The team and officials returned to the UK on

== Quotes relating to Dai Jenkins ==
"Jenkins would tackle anything from a charging elephant to a whippet tank." (a small, fast tank of WW1)

Dai Jenkins said "his greatest football thrill was at Huddersfield in the 1947 Cup semi-final v Wakefield, when Leeds won through to Wembley"

== Personal life ==
Dai was the son of Richard Jenkins and wife Rachel (nee Howells) who married 1909 (Q3) in Pontypridd Registration district. David’s siblings included sisters Margaret (b. 1910) Deilwen (b. 1920) and brothers Elwyn (b. 1925) and Venner (b. 1927). His father, Richard, played Rugby League for Hull and died before 1935.

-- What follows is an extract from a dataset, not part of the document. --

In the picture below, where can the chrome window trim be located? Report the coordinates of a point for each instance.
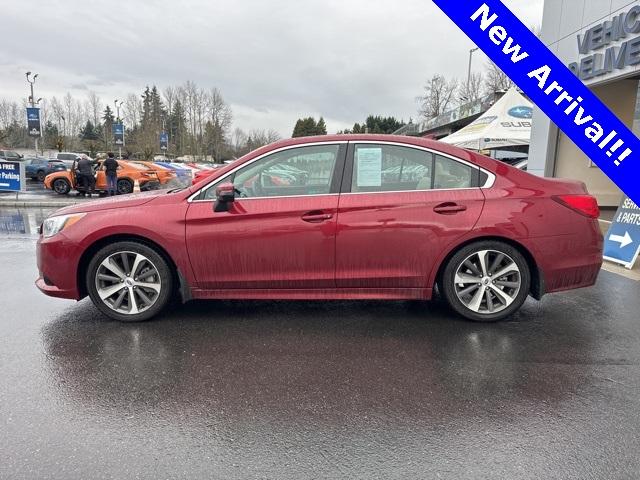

Dai Jenkins was born 23 February 1914 in Treherbert, South Wales. He married Edna Fox in the Leeds North Registration District, Q1 1939 and they lived part of their early married life at 7 Ashville Grove, Leeds 6. By 27 January 1940 they were living at 24 Beechwood Mount, Burley, Leeds.

From c. 1940 – aft. 1947 Dai took over as licensee of the Town Hall Tavern, 17 Westgate, Leeds (near the Headrow) from Ken Jubb who was also a Leeds Rugby League player.

Dai and Edna’s son David was born in 1942, Pontypridd registration district.

Dai died, aged 65, 1979 Q4, in Leeds Registration district.